[SOLVED] Information Sources on Token Parsing Patterns

Information Sources on Token Parsing Patterns

To make a long story short, it looks as if I am going to be responsible for rewriting a text parsing engine where I work.

So, much like you imagine: A block of text comes in, there are custom tags in this text, some simple one-off replaces, some blocks with content, some nesting, etc. Some tags have argument/value pairs, etc.

While I have been coding for years, and would say I'm a mid-level regex user; I am the first to admit that hardcore text parsing is not my forte. And this needs to be fast, so optimization is a concern.

I am looking for information sources on patterns and commentary for this kind of parsing. I'm willing to read over anything that any of you offer. I need to educate myself before I even begin contemplating how to tackle this.

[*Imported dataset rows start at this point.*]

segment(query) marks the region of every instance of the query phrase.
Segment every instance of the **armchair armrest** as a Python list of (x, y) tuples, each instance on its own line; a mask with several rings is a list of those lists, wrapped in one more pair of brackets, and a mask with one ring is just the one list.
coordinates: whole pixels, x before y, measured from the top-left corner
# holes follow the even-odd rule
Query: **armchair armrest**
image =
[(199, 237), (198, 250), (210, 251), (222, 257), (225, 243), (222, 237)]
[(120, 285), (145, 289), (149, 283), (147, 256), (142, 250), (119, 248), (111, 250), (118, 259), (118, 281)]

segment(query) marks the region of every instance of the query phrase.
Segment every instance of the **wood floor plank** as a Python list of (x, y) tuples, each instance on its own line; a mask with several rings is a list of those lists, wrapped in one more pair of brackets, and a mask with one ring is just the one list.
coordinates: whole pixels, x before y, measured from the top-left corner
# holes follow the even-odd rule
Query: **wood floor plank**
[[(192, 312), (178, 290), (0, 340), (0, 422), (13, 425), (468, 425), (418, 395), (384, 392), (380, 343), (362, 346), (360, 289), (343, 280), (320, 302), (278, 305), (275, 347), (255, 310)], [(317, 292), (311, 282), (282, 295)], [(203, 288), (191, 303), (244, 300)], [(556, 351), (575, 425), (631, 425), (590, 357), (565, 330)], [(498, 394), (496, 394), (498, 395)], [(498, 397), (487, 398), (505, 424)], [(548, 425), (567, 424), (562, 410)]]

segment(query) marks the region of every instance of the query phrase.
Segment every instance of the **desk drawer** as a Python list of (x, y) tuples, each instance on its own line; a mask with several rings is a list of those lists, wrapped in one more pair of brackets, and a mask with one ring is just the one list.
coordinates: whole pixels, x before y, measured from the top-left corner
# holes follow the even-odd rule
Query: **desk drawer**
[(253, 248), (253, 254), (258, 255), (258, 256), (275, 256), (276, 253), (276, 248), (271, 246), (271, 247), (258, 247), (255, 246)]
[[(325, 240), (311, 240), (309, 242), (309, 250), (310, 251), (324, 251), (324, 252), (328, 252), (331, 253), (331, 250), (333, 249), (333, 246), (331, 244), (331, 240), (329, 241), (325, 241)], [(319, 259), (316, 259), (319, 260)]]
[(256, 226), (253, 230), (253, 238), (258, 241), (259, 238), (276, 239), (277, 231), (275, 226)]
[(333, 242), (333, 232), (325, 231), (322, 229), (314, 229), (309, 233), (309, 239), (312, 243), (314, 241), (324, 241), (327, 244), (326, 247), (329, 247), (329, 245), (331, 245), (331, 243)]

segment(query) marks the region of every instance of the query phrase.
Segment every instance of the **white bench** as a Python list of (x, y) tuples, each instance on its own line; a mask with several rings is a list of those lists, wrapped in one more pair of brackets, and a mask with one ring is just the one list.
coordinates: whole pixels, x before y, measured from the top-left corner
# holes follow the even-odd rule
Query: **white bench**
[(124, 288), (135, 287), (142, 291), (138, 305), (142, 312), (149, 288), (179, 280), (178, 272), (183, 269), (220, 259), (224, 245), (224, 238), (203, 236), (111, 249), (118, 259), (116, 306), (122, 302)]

Thanks so much, in advance.

Solution

If this gets a little more complex than what you can do with a simple state machine that one person can easily understand i would suggest using a tool to generate tokenizers: flex/jflex/etc.

You can also create a hand crafted top down parser if speed is a very big concern or you can use a parser generator (ANTLR for example and the like). A hand craft parser is usually faster but has the potential to create some nasty corner cases :). You will need a good set of test cases for it.

I do recommend that you start from here: Parsing on wikipedia. Look at recursive descent parsing (it easier to write by hand and comprehensible if your language is not really complex).